Monday, May 17, 2010

~there's no ekscaping these common mispronunciations

some of these are more common than others, but the words that really get me (in an engineering atmosphere) are 'acrost' and 'heighth'.

the etymology of the fake word 'heighth' is not too hard to imagine as several dimension qualifiers follow a similar pattern:

deep -> depth; wide -> width; long -> length; yet high -> height?

it would make some sense if height had an 'h' on the end, but it does not.

acrost is more difficult to pin down. the correct word to use is across and my theory is that the past tense of 'cross' in the example sentence 'we crossed the river' gets applied to across (i.e. 'we went acrossed the river') and it is pronounced as acrost.

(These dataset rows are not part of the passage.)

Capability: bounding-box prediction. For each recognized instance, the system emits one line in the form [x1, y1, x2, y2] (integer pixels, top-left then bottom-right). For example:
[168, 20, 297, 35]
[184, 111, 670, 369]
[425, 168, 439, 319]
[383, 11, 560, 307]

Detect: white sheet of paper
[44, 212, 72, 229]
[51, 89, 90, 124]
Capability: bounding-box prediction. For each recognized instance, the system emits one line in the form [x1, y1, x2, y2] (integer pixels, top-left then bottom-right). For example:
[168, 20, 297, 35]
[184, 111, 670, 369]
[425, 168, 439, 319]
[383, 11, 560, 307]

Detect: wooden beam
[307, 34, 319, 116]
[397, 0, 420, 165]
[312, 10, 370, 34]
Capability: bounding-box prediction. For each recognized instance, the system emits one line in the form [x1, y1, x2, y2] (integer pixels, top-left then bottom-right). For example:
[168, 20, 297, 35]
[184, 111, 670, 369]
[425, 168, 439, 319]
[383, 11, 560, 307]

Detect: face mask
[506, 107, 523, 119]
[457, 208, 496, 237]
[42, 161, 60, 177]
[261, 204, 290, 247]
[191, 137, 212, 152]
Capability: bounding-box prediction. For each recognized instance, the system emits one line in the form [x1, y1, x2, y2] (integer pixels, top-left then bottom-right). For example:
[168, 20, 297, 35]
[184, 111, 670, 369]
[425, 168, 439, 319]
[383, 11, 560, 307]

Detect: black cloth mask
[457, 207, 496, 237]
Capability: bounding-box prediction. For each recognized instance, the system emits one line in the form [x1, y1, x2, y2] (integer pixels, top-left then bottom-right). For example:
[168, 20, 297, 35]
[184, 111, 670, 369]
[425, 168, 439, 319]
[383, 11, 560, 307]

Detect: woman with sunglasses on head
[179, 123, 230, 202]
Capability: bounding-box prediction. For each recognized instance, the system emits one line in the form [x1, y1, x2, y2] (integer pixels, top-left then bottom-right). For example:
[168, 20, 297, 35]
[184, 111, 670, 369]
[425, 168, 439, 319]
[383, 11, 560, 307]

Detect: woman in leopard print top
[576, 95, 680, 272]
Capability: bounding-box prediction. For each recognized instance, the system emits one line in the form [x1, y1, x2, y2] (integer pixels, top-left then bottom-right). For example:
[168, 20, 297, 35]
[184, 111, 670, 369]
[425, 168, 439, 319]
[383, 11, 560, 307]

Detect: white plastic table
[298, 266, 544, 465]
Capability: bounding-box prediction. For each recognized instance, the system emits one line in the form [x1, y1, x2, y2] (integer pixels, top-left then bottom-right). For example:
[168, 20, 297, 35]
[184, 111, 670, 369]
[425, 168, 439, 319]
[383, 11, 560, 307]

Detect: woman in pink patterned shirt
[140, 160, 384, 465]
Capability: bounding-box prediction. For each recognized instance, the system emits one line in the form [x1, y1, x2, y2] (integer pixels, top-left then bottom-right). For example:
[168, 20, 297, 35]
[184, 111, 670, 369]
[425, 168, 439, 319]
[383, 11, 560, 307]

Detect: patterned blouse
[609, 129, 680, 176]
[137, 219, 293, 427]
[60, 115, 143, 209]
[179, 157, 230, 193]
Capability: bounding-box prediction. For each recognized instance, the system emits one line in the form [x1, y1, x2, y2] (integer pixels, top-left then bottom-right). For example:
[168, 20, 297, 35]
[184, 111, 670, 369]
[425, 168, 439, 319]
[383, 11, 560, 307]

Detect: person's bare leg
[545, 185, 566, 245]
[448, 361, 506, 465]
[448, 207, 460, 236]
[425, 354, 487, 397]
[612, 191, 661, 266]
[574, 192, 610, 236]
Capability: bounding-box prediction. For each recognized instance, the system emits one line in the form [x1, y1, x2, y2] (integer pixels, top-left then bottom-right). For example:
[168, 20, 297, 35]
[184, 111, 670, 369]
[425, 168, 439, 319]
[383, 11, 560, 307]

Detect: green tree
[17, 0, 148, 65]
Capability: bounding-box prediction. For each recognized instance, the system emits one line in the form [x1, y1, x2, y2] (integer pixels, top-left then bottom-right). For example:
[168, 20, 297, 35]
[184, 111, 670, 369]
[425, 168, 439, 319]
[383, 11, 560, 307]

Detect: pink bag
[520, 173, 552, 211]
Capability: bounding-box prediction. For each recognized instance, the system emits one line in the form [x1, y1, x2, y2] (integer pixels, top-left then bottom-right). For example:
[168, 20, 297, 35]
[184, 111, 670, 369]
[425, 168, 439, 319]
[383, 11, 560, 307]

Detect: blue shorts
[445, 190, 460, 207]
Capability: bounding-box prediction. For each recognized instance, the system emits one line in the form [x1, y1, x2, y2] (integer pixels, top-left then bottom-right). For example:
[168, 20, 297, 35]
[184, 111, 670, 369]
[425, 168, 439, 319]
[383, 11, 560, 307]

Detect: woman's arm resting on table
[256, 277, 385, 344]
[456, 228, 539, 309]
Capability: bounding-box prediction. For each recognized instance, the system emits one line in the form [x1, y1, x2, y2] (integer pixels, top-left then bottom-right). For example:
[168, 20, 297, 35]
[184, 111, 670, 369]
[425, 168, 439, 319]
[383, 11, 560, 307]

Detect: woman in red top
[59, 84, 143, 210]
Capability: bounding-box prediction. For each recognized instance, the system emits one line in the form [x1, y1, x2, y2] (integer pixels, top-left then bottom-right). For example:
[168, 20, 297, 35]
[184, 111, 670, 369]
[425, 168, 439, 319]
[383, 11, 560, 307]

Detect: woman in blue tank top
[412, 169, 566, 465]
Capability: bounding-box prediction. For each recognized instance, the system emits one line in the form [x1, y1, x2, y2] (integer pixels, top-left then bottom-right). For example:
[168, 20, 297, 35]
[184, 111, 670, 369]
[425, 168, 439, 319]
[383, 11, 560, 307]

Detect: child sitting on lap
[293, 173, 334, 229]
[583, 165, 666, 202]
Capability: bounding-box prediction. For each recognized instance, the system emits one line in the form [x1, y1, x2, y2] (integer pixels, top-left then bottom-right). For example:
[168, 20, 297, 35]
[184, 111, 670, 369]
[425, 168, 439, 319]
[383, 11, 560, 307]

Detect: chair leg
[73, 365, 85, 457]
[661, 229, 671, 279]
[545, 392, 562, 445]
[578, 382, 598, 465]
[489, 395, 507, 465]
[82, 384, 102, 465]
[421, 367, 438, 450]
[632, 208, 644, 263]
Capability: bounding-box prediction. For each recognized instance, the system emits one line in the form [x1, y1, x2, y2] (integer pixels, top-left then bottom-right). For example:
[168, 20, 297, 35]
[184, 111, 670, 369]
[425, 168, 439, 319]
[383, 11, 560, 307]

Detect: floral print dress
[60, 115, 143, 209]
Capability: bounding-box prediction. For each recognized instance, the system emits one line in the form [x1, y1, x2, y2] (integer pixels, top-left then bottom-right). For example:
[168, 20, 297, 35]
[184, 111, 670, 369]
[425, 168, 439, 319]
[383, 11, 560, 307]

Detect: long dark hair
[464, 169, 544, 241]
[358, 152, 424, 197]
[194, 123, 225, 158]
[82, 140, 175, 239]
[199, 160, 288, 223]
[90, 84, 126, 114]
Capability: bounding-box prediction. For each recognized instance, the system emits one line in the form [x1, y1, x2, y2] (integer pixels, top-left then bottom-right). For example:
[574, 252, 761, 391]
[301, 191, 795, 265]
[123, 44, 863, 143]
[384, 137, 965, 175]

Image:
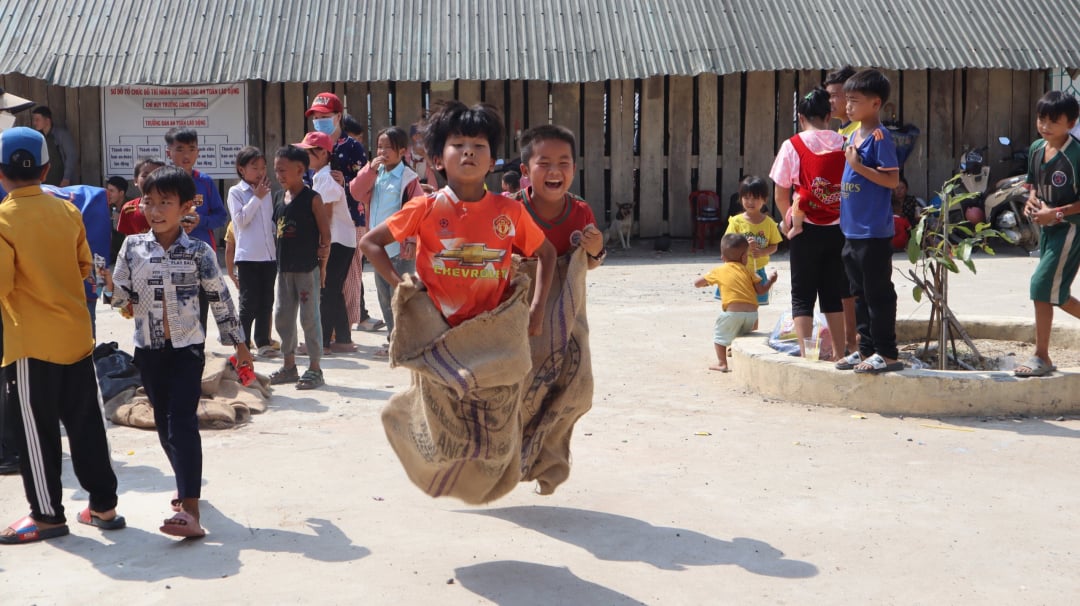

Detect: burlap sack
[382, 275, 530, 503]
[382, 246, 593, 503]
[519, 248, 593, 495]
[109, 358, 270, 429]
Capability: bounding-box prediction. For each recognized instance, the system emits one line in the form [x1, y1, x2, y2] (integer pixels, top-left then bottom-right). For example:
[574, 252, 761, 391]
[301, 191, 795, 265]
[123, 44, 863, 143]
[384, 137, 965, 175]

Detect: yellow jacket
[0, 186, 94, 366]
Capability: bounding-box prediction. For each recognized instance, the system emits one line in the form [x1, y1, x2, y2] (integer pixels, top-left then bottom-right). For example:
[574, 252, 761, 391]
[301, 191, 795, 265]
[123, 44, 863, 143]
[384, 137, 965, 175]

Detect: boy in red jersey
[514, 124, 607, 264]
[360, 102, 555, 335]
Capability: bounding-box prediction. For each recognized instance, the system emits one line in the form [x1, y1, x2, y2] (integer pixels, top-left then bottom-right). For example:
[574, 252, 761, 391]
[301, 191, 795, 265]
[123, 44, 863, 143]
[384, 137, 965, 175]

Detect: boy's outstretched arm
[360, 223, 402, 288]
[529, 239, 556, 337]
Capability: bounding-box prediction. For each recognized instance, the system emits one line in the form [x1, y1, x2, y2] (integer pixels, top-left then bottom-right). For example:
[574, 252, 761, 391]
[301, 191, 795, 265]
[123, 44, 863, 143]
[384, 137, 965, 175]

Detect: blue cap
[0, 126, 49, 169]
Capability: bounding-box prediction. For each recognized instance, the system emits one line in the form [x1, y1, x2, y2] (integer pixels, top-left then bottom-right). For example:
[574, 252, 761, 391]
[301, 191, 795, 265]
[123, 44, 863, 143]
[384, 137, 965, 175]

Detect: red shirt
[386, 187, 544, 326]
[514, 187, 596, 256]
[117, 198, 150, 235]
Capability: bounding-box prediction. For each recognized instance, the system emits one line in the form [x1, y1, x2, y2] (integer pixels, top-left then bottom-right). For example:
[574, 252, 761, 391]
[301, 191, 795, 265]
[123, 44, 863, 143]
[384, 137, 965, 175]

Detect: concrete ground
[0, 242, 1080, 606]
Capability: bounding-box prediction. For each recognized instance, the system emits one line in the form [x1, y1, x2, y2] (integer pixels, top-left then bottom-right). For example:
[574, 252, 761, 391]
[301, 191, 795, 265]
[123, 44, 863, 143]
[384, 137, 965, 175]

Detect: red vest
[791, 135, 846, 225]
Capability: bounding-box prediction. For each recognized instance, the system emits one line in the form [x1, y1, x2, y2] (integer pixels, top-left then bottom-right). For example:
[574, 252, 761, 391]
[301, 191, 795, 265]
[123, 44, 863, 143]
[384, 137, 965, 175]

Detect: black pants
[3, 355, 117, 524]
[788, 223, 849, 318]
[237, 261, 278, 348]
[838, 238, 899, 360]
[319, 244, 356, 347]
[135, 344, 205, 499]
[0, 322, 18, 462]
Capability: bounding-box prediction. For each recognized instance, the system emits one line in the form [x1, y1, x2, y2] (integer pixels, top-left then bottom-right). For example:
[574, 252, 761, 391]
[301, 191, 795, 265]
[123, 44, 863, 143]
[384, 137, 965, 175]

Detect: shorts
[1031, 221, 1080, 306]
[713, 311, 757, 347]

several language blogs point out that this word has been in use for centuries (this is their proof that it is a real word) by high profile writers like mark twain and john steinbeck. i disregard these examples because the authors (in the adventures huckleberry finn and the grapes of wrath, respectively) are purposely using poor grammar from the voice of the narrator.

merriam-webster online has an entry listed for acrost, but it is not available unless you have a premium account, and my trusty hardcopy has no listing for acrost.

here is my list of some other chronically mispronounced words:
  • else/eltse
  • nuclear/nucular
  • both/bolth
  • supposedly/supposibly
  • drowning/drownding
those with phantom x's or other x trouble:
  • espresso/expresso
  • especially/ekspecially
  • exit/eggzit
  • asterisk/asterix
and several with mispronounced vowels:
  • pillow/pellow
  • milk/melk
what common mispronunciations drive you nuts?

1 comment:

  1. I had a college professor who loved the phantom X. Several times through her daily lecture she would say "excetra" in lieu of "et cetera."